Now it was time to create the messaging interface. This was the most difficult part of creating the ecosystem - and the base for which I built SMessenger on. I began by associating each mobile device installation with a unique identifier - there were no user accounts as the whole app experience was meant to be as seamless as possible. Each user would only have one chat room so instead of creating a mysql table to store the messages each customer installation would generate a text file where the chat would be stored. The app didn’t require a highly available and optimized chat backend. In perspective - for the scale the app would reach - the text file method worked perfectly. It sped up development time, allowed for multiple couriers to message one customer should they order multiple times - all to say a good choice.

I, along with everyone else, have always loved the iMessage chat bubble interface. Whether through constant advertising or purely good design, this was the interface I wanted for the app experience. Implementing this cross platform was difficult to say the least, but unfortunately I was determined for this to be part of the interface. I say it was difficult, but that’s just because it required opening up Photoshop and creating the chat bubble variations for both sending and receiving - and designing like this was time consuming, repetitive, and annoying.
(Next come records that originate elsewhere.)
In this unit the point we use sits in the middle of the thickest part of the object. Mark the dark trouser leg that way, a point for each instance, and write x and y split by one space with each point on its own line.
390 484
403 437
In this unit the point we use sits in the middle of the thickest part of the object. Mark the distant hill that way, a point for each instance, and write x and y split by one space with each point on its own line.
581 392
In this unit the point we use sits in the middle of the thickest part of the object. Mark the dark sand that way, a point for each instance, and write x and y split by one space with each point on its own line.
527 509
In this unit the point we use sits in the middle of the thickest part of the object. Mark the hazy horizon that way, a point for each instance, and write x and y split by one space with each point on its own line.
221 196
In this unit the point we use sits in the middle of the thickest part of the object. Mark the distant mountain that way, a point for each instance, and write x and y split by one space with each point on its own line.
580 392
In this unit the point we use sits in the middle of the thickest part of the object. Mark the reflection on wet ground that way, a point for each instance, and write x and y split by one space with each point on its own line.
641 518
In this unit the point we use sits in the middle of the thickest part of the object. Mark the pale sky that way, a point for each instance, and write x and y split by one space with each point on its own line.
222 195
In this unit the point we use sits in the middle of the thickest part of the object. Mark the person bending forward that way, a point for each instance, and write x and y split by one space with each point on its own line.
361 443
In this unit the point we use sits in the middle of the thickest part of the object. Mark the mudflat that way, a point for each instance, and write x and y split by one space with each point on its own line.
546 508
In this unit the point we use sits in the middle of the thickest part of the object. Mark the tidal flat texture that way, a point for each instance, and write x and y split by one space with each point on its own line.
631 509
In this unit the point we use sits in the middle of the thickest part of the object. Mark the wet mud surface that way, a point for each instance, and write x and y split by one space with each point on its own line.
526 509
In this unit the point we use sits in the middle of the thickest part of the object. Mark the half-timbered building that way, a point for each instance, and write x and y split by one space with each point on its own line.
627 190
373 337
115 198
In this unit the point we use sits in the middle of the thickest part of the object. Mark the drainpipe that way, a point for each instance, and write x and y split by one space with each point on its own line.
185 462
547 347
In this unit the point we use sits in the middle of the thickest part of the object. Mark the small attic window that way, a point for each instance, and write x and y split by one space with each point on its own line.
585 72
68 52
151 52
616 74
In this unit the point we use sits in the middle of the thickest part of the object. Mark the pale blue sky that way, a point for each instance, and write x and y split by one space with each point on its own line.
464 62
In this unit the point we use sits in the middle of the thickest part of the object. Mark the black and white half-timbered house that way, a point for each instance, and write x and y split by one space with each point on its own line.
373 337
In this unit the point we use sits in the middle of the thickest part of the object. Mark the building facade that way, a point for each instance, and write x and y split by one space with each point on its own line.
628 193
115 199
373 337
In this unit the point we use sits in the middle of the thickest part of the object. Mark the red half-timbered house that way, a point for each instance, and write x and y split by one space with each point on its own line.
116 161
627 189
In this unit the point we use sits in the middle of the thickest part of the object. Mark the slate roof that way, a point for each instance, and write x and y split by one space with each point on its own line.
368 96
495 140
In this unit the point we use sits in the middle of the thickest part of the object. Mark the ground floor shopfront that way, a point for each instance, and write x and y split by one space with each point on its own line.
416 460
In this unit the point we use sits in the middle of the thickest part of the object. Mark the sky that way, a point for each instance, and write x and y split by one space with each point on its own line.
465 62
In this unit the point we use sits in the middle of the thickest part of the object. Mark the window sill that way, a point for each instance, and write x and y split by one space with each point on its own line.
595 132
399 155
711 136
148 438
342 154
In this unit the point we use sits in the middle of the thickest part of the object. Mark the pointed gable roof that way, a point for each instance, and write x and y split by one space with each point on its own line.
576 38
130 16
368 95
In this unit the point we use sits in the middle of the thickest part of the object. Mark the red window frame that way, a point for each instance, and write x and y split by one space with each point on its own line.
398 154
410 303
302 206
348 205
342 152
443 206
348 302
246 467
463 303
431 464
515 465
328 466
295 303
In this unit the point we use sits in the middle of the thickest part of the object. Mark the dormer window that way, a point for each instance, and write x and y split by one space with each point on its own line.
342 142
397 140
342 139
Next on the list was facilitating the order. Again, this element also fell victim to feature creep - as I wanted the customers to only select, pay, and receive their order. Preferably I didn’t even want them to facilitate a conversation with the courier, as this communication would indicate friction. So I decided to add one more element to the ordering process - confirming the customers location on campus and adding the ability to add a comment or note to the order. This feature also doubled as a verification for delivery radius - minimizing undeliverable orders.

With all the pieces in place, I began submitting the apps to their app stores - and waited for their approvals. In the meantime we bought some product in bulk (Costco, Walmart) - increasing our low margins - and worked on some marketing tactics. We printed flyers, postcards, plastered campus with them, and painted the the campus advertising board with the apps colours and logo.

We gathered over 2000 downloads within the first weekend.
When the app hit the app store we began our marketing and gathered over 2000 downloads within the first weekend. It was surreal - students using the app, ordering products, couriers delivering around campus - and it was my first taste of what it felt like creating something from nothing. A magical weekend, but ultimately not feasible in the long run.

There were 3 main problems with scaling. We needed full time couriers (Me, Ben, and Cole) - we needed products (a place to store our products), and we needed profits. Given some monetary investment in the idea - we entertained joining the campus incubator - the app could have expanded beyond our university campus and then, given enough scale would have returned a generous profit. At the time I believed this would be something that would eventually be tackled, and fast forward 6 years and it has been - by companies with huge war-chests of money, and an uncanny ability to lose it every day. This idea is still one that brings joy, optimism, and a sense of possibility whenever I think about it.